Four heterogeneous local pilots (including a tropical, non-EU, setting) will address critical challenges in biodiversity governance. Case studies will consider the impacts on biodiversity and ecosystems of urban coastal management actions (in Barcelona), energy infrastructure (expansion of energy centre in Cyprus and construction of windfarms in Greece), and development of transport infrastructures (France and Madagascar).
GUARDEN recognises the complexity of managing raw data and therefore places a high priority on data transparency and trust. This helps face the scepticism due to a dual "prejudice" involving both the perceived contribution of citizen science to research and the use of deep learning models. Joly points to how “even if AIbased methods are deeply present in our everyday activities, mistrust in these tools is a big challenge”.
A responsible and transparent use of AI has the potential to enhance the value of citizen science in the realm of ecology.
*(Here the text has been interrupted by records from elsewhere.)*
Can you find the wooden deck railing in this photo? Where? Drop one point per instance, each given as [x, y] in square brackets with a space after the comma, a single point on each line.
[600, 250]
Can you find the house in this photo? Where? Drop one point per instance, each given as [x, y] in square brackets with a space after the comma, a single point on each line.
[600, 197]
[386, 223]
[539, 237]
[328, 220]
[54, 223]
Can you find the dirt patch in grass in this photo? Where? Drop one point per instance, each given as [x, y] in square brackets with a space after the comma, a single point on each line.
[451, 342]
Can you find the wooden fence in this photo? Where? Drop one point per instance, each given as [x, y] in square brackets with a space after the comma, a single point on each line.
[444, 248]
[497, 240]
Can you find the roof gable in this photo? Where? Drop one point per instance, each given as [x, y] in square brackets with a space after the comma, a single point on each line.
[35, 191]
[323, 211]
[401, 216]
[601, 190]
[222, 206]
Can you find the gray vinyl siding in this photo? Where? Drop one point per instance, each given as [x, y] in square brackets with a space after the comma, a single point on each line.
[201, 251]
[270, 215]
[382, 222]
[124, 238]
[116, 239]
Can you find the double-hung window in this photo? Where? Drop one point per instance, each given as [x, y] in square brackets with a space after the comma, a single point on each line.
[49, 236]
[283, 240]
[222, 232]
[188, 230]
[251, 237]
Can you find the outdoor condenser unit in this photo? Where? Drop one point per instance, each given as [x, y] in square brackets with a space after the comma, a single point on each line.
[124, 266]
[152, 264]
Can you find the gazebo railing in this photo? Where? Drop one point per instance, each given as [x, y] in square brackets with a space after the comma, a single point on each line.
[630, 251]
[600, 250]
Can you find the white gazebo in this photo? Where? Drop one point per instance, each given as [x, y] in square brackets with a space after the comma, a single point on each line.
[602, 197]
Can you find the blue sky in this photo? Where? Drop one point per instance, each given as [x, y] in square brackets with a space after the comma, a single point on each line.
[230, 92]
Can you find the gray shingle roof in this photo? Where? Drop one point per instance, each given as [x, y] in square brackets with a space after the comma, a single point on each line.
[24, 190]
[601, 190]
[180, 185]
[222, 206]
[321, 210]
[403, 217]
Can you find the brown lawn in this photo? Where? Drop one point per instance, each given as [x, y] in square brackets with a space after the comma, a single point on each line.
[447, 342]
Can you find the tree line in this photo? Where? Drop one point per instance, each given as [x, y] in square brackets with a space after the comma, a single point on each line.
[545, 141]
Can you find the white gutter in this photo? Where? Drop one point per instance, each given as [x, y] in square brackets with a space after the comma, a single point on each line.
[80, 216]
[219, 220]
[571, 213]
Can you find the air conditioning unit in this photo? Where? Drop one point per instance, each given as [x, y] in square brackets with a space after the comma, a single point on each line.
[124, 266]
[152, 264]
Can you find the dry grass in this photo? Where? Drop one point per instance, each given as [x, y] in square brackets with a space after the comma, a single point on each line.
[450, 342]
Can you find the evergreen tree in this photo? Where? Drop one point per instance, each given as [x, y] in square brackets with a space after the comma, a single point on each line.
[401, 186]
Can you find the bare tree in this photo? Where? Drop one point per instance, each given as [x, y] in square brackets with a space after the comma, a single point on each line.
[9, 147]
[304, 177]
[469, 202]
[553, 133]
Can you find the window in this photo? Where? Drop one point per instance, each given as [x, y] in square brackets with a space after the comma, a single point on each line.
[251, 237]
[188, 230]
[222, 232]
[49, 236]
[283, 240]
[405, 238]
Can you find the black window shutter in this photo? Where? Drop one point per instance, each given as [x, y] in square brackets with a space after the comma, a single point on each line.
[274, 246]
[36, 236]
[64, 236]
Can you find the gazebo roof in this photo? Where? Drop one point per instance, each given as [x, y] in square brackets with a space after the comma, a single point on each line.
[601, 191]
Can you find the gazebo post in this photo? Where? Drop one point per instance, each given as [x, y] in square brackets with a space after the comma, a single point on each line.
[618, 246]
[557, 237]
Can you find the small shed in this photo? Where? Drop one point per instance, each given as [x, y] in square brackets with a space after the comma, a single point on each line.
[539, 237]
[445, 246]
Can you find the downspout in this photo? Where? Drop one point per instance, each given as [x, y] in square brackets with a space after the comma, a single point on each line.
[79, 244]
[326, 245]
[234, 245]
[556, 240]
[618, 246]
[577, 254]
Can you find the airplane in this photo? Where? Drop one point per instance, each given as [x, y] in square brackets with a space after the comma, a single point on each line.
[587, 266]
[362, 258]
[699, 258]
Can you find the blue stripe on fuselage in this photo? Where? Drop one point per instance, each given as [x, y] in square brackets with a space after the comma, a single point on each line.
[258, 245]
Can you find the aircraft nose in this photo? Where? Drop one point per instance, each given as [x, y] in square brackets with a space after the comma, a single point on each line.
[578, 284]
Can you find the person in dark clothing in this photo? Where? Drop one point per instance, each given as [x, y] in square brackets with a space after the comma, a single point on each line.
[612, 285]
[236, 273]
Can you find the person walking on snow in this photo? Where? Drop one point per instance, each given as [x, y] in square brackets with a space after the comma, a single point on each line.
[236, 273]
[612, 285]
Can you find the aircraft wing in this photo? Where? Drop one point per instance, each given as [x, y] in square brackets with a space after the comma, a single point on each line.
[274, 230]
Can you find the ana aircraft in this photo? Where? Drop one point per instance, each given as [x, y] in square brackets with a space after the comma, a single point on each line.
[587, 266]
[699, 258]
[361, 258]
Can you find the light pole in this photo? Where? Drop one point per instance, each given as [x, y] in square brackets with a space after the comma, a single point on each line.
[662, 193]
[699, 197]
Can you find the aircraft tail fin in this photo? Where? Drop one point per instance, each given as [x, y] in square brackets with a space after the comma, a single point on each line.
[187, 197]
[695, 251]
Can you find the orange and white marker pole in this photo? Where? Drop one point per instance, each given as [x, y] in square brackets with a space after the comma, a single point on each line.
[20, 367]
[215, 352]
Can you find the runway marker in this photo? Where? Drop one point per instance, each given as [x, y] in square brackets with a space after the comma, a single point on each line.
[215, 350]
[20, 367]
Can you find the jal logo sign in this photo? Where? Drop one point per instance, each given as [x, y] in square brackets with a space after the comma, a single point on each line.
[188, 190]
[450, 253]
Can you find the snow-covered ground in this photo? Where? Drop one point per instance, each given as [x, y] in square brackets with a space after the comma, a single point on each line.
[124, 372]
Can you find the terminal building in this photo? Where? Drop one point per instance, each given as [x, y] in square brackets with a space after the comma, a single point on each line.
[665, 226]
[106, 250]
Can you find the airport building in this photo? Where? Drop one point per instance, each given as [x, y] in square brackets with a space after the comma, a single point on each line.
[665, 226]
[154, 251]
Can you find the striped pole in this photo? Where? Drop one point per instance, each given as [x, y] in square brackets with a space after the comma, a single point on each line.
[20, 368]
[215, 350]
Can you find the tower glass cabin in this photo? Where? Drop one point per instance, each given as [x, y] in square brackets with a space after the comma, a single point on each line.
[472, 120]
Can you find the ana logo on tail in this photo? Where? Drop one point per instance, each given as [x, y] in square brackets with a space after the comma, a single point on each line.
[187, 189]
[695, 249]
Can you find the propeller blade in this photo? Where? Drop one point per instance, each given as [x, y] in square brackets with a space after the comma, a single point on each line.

Safeguarding AI-mediated citizen science may support the development of increasingly precise predictive ecological models and help identify forward-looking biodiversity conservation policies. Promoting the acceptability of these approaches, also through the elaboration of computational standards on the use of hybrid biodiversity data, can boost further research and innovation in the field of biodiversity protection.